In the summer of 1914, The 1st Battalion Royal Welch Fusiliers were a battalion of the regular army based in Malta before returning to England at the beginning of September. They then became part of the 7th Division which formed during September 1914, assembling at Lyndhurst in the New Forest before travelling to Belgium, landing in Zebrugge on October 7th. They were sent to Antwerp to assist in the defence of the city and defended various bridges and other infrastructure before moving westwards to Ypres as part of the British Expeditionary Force. They were sent under the command of Field Marshall Sir John French to supplement the French and Belgian troops already in place trying to stop the German troops from taking Ypres and heading for the coastal towns of Dieppe and Le Havre. There appears to have been very effective communication between the French and British commander and they worked together well, although Sir John does mention in his despatch that the road running from Bethne to Lille was to be the dividing line between British and French forces. The General remarks that the terrain was very difficult, “the ground upon which they were operating, was similar to that usually found in manufacturing districts and was covered with mining works, factories, buildings, etc. The ground throughout this country is remarkably flat, rendering effective artillery support very difficult.”
At 2:30 in the morning of October 10th 1914 the Brigade moved south from Ghent in Belgium to Meirelbeke again to support Belgian and French troops already in place.
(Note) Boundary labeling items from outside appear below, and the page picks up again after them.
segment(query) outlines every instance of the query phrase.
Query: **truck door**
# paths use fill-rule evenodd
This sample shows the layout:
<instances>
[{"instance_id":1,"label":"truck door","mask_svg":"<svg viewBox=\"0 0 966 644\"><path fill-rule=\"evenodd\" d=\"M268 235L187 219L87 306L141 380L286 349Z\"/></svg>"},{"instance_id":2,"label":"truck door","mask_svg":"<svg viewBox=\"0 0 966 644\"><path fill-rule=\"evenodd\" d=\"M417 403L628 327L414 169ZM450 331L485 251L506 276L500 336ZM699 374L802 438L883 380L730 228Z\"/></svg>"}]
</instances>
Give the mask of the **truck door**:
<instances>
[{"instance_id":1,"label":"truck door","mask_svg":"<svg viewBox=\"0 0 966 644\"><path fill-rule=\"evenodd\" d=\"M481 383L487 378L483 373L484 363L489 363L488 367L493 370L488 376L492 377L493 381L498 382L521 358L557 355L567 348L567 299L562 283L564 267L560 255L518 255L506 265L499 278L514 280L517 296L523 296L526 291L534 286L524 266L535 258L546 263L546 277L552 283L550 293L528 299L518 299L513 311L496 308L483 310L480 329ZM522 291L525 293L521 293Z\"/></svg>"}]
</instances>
They did not come upon any German troops during the morning, but heard some firing in the distance to the South and South East. Later in the day, the British troops positioned themselves in a trench south east of Meirelbeke covering French and Belgian positions in front and although they heard firing, it was thought to be from allied soldiers and there were no sign of attacks by the Germans.
Over the next two days the battalion repositioned several times to back up the French and Belgians and on the 19th came the first attack on enemy positions at Menin, Gheluwe and Kleythoek. The Welsh troops attacked uphill towards the ridge near a windmill but were held back by enemy fire. They received no support and in the middle of the day were ordered to withdraw whereupon they retreated along the road to Dadizeele and regrouped. They joined up with the Royal Warwickshire Regiment to hold some high ground to cover the retreat of two other regiments. The Welsh battalion fought closely with the enemy and suffered losses. At 6pm they again took cover in the trenches they had occupied three days earlier. In the course of the fighting that day, October 19th 1914, 3 officers and 15 men were killed. One of those men was Ernest George Pullen. He was just nineteen years old.
He was buried at Harelbeke New British Cemetery close to where he died. The small cemetery at Harelbeke about 10 miles south of Ostend was erected after the war and soldiers were reburied here. Those who died in 1914 are together in one corner of the cemetery and marked with the traditional white headstones.
Ernest’s mother Eliza never remarried and stayed in Croydon until her death in 1938. All of her twenty-two grandchildren were born there. His brother Thomas was killed in France in 1918.